Fig. 5. Comparisons of dominant and prevalent variants.

a Pairwise 16S rRNA gene sequence identities (%) among the eight abundant and prevalent ASVs. b Heatmap of Spearman’s correlations between ASV relative abundance and hot spring temperature or pH. Asterisks indicate significant correlations (p < 0.05). c Plot comparing ASV numbers and OTU relative abundance. The linear trend line shows a significantly positive correlation between the top 20 most abundant OTUs in the total community and number of ASVs observed per OTU. Test = Pearson’s correlation coefficients. Shaded areas represent 95% confidence intervals.

Fig. 6. Plots showing the distribution and S/N/H-related metabolic potential of MAGs affiliated with ASV-identified cosmopolitan lineages (Thermoplasmata, Desulfurellia, Acidithiobacillales and Mesoaciditogaceae).

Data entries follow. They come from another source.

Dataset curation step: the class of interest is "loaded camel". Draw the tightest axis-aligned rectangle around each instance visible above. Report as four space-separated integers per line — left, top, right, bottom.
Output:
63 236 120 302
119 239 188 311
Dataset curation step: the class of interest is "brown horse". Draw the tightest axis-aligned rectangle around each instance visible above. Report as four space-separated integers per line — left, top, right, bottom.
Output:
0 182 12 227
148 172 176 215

a Heat maps showing the log relative genome abundance per site based on read mapping. Abundances were normalized to library size, and are included where the summed length of mapped reads equated to least 5% of each genome (72 Kbp to 6 Gbp). Samples are ordered by temperature (left plot), or pH (right plot), and sample conditions and locations are indicated below the x-axes. White dashed boxes indicate samples from which a genome was recovered. MAGs shown are representatives following dereplication at 98% ANI, and MAG cluster sizes based on 98% and 95% ANI thresholds are shown on the right, along with GTDB based taxonomy. Asterisks indicate references for ≥95% ANI clusters. Cosmopolitan ASV sequence matches are shown where 100% identical to a MAG-derived 16S rRNA gene sequence. b Heat maps showing gene copy numbers present (maximum = four) per MAG associated with sulfur metabolism (oxidation/reduction), energy-generating nitrogen-cycling processes (only nitrate reduction identified for the MAGs shown), and hydrogen metabolism (production/consumption). hydr hydrogenase, cyt cytochrome, aux auxiliary, fhl formate hydrogenlyase.

Fig. 7. Single-Nucleotide Polymorphisms (SNPs) of MAGs that yielded 16S rRNA gene sequences 100% matched with ASV1, ASV2, and ASV3 of Thermoplasmatales (from Table S5), and SNP rate of members within populations (>99% identity) and between populations (<99% identity).

a Types of SNP point mutations including substitutions, insertions, and deletions, and complex (i.e., multiple points/combined mutations of substitutions and indels). b Genomic regions where SNPs were detected. SNPs identified as ‘unspecified’ were excluded, specifically 200–700 SNPs for intrapopulation and 100-3,200 SNPs for interpopulation MAGs. c The effects to CDS by SNPs.